Il sisma che, nel 2016-17, ha colpito l’area montana del Piceno, oltre a causare gravissimi danni alle case e alle infrastrutture, ha provocato danni ingenti anche a beni architettonici e artistici. A Borgo, una delle frazioni di Arquata, è crollato il tetto della chiesa di San Francesco, addossata all’omonimo edifi­cio conventuale, provocando gravi danni alle opere d’arte in essa presenti. Nell’edificio era custodita una copia della Sacra Sindone, l’originale della quale è esposto a Torino. Il telo non ha subito danni ed è stato trasportato nel Duomo di Ascoli Piceno, dove è esposto nella Cappella del Sacramento.

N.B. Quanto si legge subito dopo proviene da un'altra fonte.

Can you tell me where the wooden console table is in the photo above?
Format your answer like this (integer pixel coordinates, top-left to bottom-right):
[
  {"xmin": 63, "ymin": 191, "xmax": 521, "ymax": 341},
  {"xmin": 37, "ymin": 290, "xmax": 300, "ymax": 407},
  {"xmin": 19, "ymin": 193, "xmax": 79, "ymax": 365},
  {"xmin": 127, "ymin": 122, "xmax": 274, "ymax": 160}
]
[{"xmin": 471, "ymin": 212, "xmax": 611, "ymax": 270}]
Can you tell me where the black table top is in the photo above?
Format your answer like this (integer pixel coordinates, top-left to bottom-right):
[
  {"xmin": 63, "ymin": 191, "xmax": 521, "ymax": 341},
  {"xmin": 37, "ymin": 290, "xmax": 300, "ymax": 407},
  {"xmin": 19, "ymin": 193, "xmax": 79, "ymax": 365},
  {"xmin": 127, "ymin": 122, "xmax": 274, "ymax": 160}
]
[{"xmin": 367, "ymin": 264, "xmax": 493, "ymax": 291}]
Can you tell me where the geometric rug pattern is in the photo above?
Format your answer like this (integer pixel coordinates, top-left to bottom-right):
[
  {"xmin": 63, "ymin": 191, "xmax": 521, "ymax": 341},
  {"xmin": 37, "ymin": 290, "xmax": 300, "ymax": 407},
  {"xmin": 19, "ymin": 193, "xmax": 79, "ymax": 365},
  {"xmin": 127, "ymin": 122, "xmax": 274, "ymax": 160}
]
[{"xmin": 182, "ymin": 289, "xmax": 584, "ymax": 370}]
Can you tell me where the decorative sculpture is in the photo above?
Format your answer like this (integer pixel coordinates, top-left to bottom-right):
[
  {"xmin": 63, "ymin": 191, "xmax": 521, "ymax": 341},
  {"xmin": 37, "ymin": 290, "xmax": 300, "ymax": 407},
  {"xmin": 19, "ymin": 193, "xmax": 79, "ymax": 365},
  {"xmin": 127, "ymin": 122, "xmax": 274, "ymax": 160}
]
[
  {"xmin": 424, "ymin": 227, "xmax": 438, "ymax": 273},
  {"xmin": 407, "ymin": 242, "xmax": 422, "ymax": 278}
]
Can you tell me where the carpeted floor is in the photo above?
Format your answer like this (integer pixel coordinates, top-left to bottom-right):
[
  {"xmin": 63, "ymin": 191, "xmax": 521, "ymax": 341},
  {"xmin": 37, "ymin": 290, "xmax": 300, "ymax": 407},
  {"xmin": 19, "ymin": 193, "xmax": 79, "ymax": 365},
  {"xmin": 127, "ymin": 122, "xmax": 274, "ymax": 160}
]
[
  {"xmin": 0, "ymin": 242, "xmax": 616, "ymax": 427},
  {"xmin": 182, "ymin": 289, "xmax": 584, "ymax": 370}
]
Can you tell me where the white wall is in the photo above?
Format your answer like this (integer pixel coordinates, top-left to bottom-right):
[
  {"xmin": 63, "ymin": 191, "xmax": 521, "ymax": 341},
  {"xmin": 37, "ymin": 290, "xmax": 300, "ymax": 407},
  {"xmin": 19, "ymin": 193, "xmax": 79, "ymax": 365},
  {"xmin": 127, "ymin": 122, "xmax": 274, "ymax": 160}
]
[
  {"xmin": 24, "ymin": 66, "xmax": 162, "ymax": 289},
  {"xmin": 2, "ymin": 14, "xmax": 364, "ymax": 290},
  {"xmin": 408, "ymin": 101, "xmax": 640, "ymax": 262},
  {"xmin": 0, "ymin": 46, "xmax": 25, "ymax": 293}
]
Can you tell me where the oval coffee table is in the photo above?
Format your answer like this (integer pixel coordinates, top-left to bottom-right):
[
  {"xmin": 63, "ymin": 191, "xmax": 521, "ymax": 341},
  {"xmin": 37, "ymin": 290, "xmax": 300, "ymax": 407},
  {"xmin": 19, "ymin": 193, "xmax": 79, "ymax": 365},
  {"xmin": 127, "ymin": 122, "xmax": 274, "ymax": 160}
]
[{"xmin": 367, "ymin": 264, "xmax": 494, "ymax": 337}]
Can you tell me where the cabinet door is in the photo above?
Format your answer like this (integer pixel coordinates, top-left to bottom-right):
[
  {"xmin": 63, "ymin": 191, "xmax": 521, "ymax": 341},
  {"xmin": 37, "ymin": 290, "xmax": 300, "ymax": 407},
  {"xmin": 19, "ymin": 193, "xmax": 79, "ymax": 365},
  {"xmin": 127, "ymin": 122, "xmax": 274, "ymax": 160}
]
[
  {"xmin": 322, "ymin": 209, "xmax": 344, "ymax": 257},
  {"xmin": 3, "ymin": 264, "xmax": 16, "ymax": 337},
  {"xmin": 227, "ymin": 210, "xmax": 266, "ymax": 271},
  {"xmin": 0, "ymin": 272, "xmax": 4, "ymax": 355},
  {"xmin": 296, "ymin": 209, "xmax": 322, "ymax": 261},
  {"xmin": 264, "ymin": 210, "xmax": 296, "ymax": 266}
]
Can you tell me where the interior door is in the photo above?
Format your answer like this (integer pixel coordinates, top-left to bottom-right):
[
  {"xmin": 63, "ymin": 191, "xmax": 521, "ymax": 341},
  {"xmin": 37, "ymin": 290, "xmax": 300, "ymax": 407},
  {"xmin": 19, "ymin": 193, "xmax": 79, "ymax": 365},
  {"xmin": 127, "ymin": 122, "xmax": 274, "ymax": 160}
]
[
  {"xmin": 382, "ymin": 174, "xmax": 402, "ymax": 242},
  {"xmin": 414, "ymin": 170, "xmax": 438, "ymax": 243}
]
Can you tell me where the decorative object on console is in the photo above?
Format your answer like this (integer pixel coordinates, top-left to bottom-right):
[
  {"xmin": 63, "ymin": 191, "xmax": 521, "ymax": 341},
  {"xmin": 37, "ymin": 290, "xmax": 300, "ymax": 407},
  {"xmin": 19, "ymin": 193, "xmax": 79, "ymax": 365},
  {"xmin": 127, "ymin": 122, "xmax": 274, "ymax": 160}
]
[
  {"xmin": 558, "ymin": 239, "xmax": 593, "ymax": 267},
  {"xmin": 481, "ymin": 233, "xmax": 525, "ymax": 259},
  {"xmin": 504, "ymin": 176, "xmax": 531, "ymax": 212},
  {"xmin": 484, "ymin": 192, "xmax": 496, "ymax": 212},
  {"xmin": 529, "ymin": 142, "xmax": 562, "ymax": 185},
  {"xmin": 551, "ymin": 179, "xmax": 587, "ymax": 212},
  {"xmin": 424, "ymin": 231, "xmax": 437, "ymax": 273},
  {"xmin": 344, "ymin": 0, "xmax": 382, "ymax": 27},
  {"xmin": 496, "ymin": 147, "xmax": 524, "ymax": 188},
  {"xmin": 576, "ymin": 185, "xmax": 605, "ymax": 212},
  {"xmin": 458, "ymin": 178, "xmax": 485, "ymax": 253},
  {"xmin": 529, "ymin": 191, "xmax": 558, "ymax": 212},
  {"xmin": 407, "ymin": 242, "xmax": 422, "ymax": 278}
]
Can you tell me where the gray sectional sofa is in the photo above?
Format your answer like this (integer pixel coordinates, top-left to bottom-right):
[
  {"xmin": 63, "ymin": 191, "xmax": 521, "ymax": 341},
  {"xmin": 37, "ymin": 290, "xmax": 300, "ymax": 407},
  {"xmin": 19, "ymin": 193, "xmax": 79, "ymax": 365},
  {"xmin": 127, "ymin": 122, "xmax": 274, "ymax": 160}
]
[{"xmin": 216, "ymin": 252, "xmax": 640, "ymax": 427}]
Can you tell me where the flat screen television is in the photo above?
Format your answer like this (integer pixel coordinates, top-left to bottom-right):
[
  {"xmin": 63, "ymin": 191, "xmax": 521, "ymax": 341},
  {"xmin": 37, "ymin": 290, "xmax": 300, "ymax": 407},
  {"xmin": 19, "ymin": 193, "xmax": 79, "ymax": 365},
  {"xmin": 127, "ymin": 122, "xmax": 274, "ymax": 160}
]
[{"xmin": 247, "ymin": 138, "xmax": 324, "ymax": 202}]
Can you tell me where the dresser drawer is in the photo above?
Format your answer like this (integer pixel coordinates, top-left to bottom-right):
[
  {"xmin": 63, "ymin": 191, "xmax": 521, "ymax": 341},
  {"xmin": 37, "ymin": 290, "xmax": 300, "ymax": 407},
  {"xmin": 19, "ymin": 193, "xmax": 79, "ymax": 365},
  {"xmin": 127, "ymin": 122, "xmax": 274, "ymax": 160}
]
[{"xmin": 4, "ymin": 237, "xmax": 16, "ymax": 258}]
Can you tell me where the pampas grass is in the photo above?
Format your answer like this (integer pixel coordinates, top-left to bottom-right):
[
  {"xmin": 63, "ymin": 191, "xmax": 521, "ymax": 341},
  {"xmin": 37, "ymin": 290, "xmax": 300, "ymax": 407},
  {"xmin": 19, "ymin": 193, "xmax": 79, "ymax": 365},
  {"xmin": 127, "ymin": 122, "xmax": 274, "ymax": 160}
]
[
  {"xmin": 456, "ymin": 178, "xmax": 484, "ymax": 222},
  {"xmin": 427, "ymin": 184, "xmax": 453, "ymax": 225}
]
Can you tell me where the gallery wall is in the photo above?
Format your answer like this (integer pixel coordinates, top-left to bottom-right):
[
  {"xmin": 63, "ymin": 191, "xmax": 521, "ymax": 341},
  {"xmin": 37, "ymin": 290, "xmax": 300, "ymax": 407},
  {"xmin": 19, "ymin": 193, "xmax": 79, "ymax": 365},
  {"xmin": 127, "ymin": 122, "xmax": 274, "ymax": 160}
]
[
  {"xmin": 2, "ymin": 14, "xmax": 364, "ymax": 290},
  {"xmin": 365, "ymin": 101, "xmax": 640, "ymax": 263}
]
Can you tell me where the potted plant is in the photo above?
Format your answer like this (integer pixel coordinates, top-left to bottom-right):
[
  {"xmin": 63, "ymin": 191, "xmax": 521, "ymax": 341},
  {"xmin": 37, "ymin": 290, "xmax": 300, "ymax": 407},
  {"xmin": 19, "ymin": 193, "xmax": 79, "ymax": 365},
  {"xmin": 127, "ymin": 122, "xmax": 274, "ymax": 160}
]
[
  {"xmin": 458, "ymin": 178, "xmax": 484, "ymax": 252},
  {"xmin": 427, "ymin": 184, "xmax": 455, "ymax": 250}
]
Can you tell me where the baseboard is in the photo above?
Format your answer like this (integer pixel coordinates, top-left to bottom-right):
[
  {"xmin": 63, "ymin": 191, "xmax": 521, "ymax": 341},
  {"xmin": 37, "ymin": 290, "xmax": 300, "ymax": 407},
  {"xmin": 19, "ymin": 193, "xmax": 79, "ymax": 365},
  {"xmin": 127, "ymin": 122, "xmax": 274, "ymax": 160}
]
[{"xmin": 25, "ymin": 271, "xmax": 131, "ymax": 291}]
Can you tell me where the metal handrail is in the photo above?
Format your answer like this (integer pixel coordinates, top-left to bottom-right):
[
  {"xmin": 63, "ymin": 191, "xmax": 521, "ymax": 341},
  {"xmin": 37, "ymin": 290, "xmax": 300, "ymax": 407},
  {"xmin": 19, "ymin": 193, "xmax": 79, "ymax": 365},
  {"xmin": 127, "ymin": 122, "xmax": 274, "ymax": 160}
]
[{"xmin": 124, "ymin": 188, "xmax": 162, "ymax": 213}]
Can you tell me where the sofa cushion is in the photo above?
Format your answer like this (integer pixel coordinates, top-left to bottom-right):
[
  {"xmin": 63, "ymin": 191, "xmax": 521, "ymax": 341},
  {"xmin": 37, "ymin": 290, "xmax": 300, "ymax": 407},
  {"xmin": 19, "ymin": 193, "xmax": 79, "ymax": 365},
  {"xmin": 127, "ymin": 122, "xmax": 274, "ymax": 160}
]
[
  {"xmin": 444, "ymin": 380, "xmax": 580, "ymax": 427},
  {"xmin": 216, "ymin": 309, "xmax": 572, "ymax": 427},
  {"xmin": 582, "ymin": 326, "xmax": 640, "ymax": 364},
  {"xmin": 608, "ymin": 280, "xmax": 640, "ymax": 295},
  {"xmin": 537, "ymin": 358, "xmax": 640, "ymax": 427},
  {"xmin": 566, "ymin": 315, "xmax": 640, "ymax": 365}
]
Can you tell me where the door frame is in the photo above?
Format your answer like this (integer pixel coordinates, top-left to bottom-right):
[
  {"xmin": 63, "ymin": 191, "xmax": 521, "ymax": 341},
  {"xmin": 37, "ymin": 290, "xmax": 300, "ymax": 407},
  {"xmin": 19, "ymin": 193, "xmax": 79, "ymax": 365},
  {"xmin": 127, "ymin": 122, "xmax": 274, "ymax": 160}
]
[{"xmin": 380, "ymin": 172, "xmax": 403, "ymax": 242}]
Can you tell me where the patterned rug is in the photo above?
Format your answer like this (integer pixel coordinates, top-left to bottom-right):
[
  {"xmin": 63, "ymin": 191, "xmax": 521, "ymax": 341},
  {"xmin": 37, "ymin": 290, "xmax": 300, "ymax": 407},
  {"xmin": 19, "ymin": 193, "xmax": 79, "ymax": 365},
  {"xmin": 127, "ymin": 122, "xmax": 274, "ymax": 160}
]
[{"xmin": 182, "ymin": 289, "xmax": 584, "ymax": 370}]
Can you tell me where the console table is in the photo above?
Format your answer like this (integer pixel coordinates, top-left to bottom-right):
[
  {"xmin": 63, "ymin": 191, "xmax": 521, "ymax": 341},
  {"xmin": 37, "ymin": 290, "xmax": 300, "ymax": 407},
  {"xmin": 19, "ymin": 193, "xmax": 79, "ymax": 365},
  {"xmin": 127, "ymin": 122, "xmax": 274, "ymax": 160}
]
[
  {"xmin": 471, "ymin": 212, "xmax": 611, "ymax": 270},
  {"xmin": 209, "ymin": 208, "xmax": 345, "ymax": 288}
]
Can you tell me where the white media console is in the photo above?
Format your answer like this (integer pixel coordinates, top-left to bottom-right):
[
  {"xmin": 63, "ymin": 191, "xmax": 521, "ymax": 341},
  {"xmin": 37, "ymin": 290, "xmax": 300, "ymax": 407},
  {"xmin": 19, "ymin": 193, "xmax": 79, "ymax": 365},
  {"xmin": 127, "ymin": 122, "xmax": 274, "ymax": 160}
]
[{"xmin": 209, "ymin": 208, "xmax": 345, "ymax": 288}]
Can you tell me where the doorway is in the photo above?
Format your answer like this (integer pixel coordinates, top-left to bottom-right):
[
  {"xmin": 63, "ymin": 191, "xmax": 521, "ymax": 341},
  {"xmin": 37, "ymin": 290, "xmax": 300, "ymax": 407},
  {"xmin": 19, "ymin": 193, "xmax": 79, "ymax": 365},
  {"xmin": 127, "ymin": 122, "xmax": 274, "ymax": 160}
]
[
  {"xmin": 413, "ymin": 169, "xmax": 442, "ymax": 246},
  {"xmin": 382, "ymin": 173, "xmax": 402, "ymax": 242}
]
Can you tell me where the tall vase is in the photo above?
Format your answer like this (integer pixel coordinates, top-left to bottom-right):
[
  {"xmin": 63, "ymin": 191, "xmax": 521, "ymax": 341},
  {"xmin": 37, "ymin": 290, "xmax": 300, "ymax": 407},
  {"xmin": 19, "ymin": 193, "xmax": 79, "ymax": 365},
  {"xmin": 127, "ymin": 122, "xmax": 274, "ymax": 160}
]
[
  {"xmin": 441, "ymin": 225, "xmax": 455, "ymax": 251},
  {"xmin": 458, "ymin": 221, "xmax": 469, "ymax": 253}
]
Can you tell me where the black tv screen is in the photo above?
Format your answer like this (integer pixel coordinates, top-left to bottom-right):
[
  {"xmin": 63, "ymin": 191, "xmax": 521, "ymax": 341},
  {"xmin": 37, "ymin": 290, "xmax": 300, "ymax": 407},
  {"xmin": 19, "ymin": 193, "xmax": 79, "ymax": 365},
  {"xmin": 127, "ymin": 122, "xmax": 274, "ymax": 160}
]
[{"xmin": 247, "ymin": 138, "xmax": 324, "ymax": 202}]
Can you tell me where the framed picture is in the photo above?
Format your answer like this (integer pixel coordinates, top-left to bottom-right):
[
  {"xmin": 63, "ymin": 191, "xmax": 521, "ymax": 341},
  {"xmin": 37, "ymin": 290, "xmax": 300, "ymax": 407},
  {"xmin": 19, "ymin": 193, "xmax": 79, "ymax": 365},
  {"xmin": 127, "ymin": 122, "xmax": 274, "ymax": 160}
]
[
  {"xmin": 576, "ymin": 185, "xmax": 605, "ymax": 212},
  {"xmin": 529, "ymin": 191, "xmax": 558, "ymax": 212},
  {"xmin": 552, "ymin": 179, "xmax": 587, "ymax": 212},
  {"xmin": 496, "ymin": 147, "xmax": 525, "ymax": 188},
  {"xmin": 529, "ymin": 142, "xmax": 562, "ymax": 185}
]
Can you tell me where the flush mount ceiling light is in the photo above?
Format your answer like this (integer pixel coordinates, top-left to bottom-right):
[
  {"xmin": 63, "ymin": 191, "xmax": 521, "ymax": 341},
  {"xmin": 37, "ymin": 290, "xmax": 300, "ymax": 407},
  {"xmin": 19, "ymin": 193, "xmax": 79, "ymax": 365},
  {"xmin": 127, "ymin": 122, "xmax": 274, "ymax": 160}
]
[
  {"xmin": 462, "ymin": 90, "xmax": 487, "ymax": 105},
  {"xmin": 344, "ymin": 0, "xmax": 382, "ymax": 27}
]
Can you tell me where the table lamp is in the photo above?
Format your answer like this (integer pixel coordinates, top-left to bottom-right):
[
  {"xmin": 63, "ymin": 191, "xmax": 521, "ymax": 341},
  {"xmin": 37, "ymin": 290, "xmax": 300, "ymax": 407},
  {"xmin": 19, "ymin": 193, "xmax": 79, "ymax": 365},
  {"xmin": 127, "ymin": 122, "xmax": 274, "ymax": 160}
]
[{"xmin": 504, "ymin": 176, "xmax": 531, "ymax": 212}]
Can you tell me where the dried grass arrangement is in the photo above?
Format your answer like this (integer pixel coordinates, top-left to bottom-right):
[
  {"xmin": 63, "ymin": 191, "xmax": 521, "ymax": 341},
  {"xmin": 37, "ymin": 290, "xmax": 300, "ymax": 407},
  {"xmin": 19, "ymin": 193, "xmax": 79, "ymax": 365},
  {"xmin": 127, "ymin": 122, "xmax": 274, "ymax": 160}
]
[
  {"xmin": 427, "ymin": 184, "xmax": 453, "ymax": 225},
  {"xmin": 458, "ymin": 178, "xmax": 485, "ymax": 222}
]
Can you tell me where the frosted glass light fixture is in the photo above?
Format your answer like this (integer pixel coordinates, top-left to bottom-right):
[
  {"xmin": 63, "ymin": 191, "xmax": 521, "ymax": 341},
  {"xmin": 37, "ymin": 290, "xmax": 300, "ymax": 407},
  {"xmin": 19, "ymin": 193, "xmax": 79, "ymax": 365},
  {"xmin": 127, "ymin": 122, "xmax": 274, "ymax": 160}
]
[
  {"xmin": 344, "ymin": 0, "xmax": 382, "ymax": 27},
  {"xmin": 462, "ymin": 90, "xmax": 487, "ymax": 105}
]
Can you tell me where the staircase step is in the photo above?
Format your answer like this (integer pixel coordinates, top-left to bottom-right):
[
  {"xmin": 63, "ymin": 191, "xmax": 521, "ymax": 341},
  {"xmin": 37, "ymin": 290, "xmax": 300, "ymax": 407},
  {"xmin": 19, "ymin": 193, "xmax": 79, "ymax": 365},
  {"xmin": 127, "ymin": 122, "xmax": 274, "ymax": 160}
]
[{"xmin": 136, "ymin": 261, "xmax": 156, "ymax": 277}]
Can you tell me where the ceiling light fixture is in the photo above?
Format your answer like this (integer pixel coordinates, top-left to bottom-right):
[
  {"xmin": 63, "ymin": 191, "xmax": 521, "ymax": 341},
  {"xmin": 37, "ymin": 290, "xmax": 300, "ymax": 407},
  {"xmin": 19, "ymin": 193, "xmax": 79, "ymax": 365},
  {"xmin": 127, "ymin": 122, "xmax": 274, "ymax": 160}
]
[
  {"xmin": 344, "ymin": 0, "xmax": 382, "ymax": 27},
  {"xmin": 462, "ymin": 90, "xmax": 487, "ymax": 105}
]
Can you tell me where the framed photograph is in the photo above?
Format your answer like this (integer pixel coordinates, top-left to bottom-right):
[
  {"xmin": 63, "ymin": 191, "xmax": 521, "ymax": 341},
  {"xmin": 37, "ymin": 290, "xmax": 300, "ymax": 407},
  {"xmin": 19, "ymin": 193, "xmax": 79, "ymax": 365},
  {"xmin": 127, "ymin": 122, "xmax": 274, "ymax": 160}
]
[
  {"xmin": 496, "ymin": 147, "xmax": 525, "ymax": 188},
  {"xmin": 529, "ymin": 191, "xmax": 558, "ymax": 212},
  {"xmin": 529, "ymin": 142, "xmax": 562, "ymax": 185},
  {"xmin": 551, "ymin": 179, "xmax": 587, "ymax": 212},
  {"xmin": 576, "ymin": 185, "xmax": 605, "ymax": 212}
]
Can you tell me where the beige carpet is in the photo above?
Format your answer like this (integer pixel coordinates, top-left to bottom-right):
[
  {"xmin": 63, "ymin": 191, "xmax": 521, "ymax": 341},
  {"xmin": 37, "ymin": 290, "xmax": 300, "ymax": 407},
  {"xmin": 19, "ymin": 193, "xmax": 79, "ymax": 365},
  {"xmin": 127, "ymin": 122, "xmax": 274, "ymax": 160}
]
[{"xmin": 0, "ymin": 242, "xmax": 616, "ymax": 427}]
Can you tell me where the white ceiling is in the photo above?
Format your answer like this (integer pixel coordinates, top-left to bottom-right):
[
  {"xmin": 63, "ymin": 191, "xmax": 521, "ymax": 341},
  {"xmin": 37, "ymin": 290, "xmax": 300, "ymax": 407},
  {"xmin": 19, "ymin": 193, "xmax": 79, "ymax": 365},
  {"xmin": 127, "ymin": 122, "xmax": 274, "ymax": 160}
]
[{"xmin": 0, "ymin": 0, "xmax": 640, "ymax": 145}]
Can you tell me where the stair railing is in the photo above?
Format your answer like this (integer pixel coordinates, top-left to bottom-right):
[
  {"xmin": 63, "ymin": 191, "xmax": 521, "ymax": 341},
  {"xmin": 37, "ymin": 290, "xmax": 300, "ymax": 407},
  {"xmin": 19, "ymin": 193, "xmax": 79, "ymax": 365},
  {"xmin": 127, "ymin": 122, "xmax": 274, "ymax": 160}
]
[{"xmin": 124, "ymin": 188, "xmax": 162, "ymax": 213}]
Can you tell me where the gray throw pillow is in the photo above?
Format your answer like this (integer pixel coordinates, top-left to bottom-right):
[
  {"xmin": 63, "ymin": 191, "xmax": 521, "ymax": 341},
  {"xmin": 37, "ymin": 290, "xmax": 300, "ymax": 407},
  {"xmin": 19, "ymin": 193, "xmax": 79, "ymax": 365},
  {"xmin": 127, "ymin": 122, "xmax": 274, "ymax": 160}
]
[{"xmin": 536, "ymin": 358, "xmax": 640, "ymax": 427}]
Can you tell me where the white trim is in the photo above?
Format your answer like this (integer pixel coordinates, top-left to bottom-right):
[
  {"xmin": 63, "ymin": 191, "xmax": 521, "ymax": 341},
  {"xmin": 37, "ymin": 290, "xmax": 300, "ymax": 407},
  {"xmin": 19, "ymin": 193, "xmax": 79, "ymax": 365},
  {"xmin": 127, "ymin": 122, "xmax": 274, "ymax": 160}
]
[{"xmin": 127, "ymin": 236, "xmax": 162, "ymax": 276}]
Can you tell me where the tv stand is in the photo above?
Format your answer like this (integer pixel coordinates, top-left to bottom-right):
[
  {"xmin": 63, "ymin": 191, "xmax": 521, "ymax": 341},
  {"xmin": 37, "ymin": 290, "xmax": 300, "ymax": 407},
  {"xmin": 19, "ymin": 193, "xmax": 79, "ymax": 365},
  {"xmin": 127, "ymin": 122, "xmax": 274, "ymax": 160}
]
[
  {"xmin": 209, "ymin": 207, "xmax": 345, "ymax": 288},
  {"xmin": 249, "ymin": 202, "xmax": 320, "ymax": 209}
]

La Cappella, nella cattedrale di Ascoli Piceno, è un’autentica “stanza delle meraviglie”. Nel locale, già decorato (nei bracci laterali) in maniera splendida da tele di Ludovico Trasi (sec. XVII), coesistono diverse opere: il magnifico Polittico di Sant’Emidio di Carlo Crivelli (tempera e olio su tavola, 1473); il paliotto d’argento (secc. XIV-XV), con storie del Nuovo Testamento; sull’altare, il cosiddetto Tabernacolo di San Vit­tore, in legno dipinto (sec. XVI); la copia della Sindone e il crocifisso ligneo, provenienti dalle chiese lesionate di Arquata.

Un sottopasso introduceva al chiostro del convento di Borgo di Arquata

Prima di trattare della Sindone, vediamo brevemente le caratteristiche della chiesa che la ospitava. La chiesa di San Francesco di Borgo di Arquata è (era?) un edificio della seconda metà del sec. XIII, completato a più riprese nei secoli successivi, a cominciare dai due portali d’ingresso, cinque­centeschi. L’interno è a due navate, divise da pilastri quadrati. Il soffitto a cassettoni, la cantorìa (sostenuta da un pilastro di pietra arenaria con capitello decorato a motivi floreali) e gli altari lignei con colonne intagliate, di scuola nursina, sono dei secc. XVI e XVII. Il coro ligneo, sistemato nella parete opposta all’ingresso, è quattro­centesco.

Il tetto crollato per le scosse successive

Presente anche un bell’altare in pietra e stucco, dedicato alla Madonna del Rosario, con l’immagine centrale di Carlo Allegretti (sec. XVII) contornata da 15 formelle con la rappresentazione dei misteri. Sulla parete opposta, un affresco del 1527, attribuito alla scuola di Cola dell’Amatrice. In fondo, a destra, la teca che conservava la copia del Sacro Sindone e un imponente altare dedicato a San Carlo Borromeo, storico adoratore della stessa.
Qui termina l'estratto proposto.